Specifiek voor economen is er dan nog een veeg uit de pan over kuddegedrag. Niet de analyse ervan, maar het meedoen. In dit geval in de keuze van methodes. Een analyse van NBER working paper abstracts laat zien dat na laboratory experiments (na 1985) en de dynamic stochastic general equilibrium methoden als ook de differences-in-differences techniek (zijn er verschillen in trends tussen groepen?) is sinds 2000 de regression discontinuity en de randomized control trial in de mode.

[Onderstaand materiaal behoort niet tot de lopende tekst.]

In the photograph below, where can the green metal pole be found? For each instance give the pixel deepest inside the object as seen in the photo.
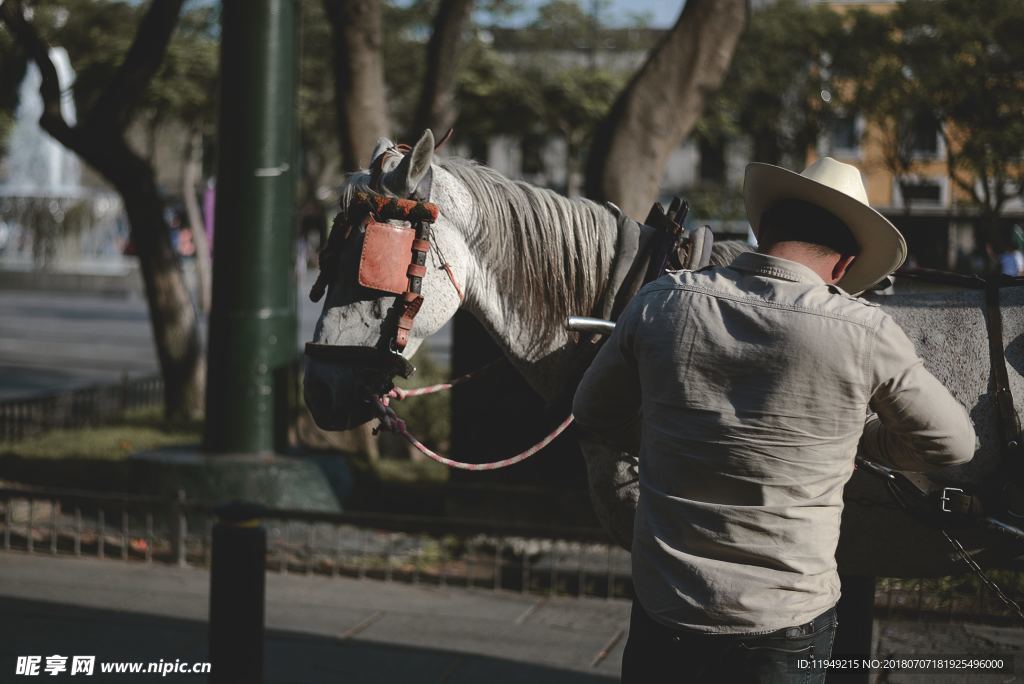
(253, 316)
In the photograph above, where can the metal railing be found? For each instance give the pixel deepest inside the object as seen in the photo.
(446, 552)
(78, 408)
(551, 560)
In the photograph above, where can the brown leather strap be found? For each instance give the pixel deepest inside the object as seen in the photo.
(411, 304)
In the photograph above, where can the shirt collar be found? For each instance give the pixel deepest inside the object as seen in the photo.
(771, 266)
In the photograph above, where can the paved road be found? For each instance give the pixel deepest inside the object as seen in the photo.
(51, 341)
(318, 629)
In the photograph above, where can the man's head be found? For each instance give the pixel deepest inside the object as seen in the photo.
(807, 233)
(821, 215)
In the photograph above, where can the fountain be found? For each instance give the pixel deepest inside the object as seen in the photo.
(48, 219)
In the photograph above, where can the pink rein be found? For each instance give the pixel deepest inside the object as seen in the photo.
(391, 423)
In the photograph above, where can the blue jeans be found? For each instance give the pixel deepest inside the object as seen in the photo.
(658, 654)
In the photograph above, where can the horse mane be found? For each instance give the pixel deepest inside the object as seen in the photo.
(546, 247)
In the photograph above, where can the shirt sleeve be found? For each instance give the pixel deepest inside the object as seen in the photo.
(918, 425)
(607, 401)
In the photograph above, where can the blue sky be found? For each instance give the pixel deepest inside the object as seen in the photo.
(663, 12)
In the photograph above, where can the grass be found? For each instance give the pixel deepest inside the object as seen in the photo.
(138, 430)
(390, 470)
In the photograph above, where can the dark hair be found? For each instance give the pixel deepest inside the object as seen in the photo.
(801, 221)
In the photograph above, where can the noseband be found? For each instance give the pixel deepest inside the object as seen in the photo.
(393, 260)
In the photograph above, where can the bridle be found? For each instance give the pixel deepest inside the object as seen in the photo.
(393, 260)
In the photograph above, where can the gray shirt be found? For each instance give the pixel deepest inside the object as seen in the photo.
(748, 390)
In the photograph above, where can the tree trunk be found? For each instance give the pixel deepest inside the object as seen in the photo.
(98, 138)
(358, 79)
(436, 108)
(662, 102)
(172, 315)
(189, 178)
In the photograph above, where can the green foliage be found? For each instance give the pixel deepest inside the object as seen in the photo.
(137, 431)
(961, 63)
(97, 35)
(772, 92)
(12, 62)
(315, 88)
(542, 91)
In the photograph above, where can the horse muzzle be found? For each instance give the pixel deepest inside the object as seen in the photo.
(340, 395)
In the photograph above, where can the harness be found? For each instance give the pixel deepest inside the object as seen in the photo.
(1005, 494)
(393, 260)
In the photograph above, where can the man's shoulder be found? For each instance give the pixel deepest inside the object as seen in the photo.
(724, 282)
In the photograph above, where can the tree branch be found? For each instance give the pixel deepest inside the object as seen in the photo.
(114, 109)
(662, 102)
(436, 107)
(12, 14)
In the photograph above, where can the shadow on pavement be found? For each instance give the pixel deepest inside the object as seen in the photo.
(40, 628)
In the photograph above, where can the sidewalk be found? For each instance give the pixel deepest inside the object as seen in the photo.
(318, 629)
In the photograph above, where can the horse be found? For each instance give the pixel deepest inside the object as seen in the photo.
(521, 258)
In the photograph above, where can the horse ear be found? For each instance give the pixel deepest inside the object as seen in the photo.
(382, 144)
(406, 178)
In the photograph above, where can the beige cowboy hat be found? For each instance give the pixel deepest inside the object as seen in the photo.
(838, 188)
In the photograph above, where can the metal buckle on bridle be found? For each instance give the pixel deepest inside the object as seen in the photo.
(944, 498)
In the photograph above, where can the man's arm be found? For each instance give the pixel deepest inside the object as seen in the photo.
(606, 408)
(606, 404)
(918, 423)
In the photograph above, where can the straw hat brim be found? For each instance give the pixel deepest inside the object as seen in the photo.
(883, 249)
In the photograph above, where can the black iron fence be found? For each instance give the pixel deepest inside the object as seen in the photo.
(77, 408)
(548, 560)
(551, 560)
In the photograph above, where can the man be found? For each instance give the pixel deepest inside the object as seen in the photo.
(747, 389)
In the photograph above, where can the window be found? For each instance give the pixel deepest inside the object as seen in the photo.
(845, 135)
(925, 136)
(918, 191)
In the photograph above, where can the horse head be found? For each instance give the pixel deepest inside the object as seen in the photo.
(358, 345)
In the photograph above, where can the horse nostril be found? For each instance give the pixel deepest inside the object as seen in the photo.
(318, 396)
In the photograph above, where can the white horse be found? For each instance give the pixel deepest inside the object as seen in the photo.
(526, 257)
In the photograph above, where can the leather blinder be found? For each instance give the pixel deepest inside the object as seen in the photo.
(386, 253)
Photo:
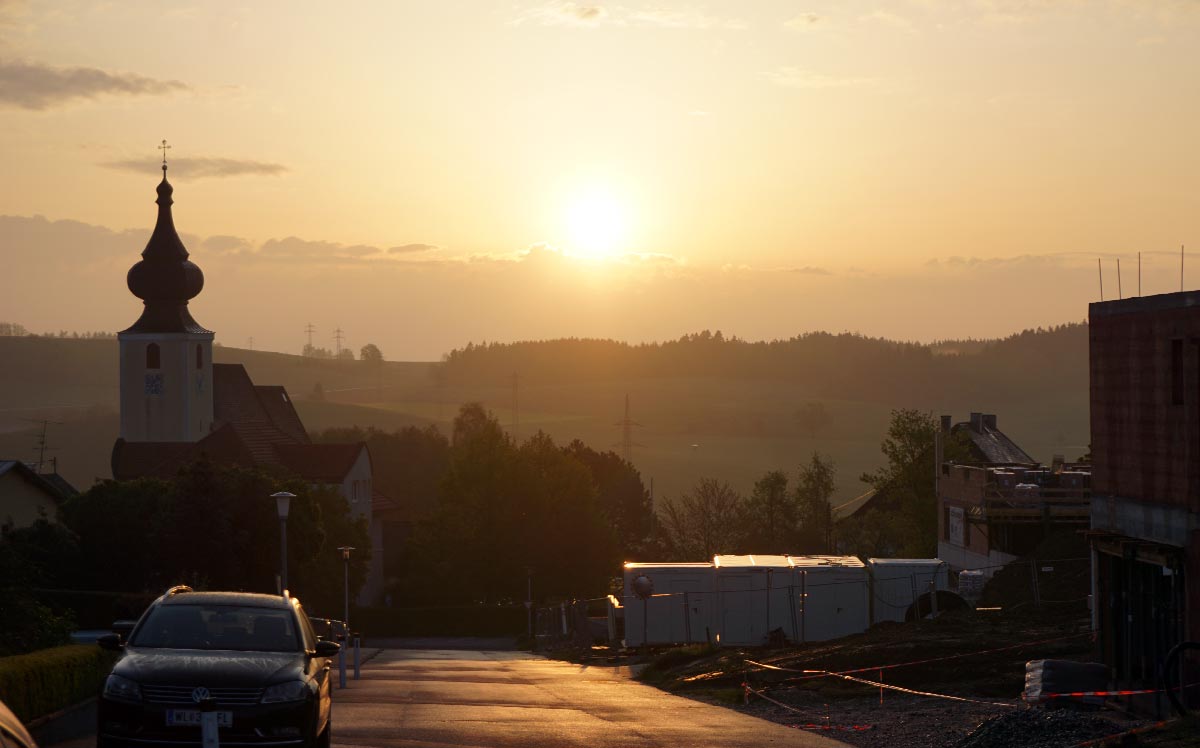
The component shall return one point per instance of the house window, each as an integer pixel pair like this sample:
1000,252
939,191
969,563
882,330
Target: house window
1177,372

Met bij veel methodes een risico van gebrek aan theorie en het vooral onderzoeken van problemen die met de methodiek te lijf gegaan kunnen worden (en niet de maatschappelijke issues). Zo moet de random control trial het ontgelden met een citaat van Agnus Deaton (Nobelprijs winnaar) en Nancy Cartwritght. Ze vresen fair story telling in plaats van theorie, en het verwaarlozen van factoren die in een RTC moeilijk mee te nemen zijn zoals instituties, sociale normen en monetair beleid.
De nieuwste rage is machine learning / big data. Daar valt ook veel op aan te merken. Cathy O'Neil schreef al het boek Weapons of Math Destruction.

donderdag 1 december 2016

Onder de regenboog

Het is aantrekkelijk om aan de oostkust van Amerika de Nederlandse tijd aan te houden, als je er maar een paar dagen bent. Sta je locale tijd om 03.00 uur op en kun je mee doen met de Nederlandse kantoortijden tot daar de dag begint en je daar aan het werk gaat. Gaat goed zolang je 's avonds geen late diners hebt. En zo hielden we nog een paar uur over om  vanuit Vineland Ontario even naar de waterval te rijden. Alwaar ik bijgaande foto maakte.